Title: BCI FRAMEWORK FOR EMOTION DETECTION IN PARALYZED INDIVIDUALS: CROSS-SUBJECT EEG MODELING AND LOW-BURDEN CALIBRATION.
Authors: DHEVI, B. LAKSHMI; PANDISELVI, T.; BINU, ABISHADH; DEVAN, ANAGHA S.; S., DEV NARAYAN
Source: TPM: Testing, Psychometrics, Methodology in Applied Psychology; 2025, Vol. 32 Issue 4, p1198-1214, 17p
Subject Terms: EMOTION recognition; BRAIN-computer interfaces; ASSISTIVE technology; CALIBRATION; BRAIN waves; ARTIFICIAL neural networks; PEOPLE with paralysis
Abstract: Individuals with profound paralysis encounter substantial difficulties in conveying emotions by traditional means such as verbal communication, facial expressions, or gestures, resulting in psychological discomfort and social isolation. This research introduces an innovative Brain-Computer Interface (BCI) framework for emotion identification in paralyzed patients utilizing Electroencephalography (EEG) signals, tackling the significant issues of inter-subject variability and severe calibration demands. The proposed system integrates a hybrid Convolutional Neural Network-Long Short-Term Memory (CNN-LSTM) architecture with domain adaptation and transfer learning methodologies to attain resilient cross-subject emotion recognition with reduced calibration requirements. Our approach was validated with the DEAP and SEED datasets, attaining an average cross-subject accuracy of 87.34% for emotion categorization across four distinct emotional states: happy, sadness, fear, and calm. The system utilizes adaptive transfer learning, necessitating about 15 trials per emotion class (around 10 minutes) for tailored calibration, which signifies a 92% decrease relative to conventional subject-specific methods, while achieving 91.3% accuracy. The hybrid CNNLSTM model exhibited enhanced performance with an F1-score of 0.8456, surpassing baseline approaches such as Support Vector Machines (75.4%), standalone CNNs (78.2%), and standalone LSTMs (80.1%).

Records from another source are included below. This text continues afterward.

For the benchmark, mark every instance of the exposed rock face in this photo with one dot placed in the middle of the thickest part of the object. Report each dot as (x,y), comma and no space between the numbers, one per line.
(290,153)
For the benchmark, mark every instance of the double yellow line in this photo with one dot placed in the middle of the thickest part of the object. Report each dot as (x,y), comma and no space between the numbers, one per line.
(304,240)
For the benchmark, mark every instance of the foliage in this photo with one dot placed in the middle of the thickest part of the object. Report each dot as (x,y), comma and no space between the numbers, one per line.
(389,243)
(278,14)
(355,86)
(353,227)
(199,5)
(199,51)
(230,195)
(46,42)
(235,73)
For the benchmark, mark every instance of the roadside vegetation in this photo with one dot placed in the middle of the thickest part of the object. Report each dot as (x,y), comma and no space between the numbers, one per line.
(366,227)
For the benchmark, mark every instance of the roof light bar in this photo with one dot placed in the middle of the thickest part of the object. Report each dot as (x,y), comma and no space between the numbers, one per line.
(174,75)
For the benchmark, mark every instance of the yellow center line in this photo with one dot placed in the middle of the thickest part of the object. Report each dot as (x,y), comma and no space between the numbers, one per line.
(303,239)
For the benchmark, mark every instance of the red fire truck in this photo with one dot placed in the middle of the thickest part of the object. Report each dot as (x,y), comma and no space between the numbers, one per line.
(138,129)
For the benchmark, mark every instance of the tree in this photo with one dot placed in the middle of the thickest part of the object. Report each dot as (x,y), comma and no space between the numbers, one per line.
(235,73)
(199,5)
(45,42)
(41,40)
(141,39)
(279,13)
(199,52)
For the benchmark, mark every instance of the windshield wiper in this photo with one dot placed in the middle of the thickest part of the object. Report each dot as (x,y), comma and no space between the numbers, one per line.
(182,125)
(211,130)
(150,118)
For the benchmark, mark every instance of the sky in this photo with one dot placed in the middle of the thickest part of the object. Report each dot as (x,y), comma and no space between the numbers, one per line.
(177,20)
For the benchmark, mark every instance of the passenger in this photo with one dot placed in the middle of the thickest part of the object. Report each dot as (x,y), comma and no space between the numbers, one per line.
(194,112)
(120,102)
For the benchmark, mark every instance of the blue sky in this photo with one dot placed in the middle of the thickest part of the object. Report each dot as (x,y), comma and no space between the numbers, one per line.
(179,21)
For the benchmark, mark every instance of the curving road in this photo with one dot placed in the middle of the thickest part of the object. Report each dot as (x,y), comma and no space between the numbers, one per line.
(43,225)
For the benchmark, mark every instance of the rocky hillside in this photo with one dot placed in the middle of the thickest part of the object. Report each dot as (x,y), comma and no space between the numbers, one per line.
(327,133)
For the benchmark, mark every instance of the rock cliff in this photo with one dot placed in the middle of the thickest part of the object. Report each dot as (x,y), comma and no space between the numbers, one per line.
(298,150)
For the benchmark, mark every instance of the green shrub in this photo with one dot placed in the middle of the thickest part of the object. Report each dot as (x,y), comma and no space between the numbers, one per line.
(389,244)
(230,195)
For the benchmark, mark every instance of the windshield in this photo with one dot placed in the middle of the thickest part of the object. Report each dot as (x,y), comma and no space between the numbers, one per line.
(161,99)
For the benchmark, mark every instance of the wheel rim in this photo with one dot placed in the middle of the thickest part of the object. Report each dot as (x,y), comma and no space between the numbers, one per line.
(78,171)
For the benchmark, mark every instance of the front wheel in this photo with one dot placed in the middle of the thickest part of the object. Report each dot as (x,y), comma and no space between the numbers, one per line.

Frequency band analysis indicated that the gamma (30-50 Hz) and alpha (8-13 Hz) bands accounted for 31.2% and 22.1% respectively of the categorization accuracy. The real-time inference delay remained under 100 milliseconds, rendering the system appropriate for interactive assistive applications. This research propels the domain of affective brain-computer interfaces by offering a feasible, scalable approach for emotion-sensitive assistive devices that can reinstate emotional communication abilities for patients with significant motor disabilities. [ABSTRACT FROM AUTHOR]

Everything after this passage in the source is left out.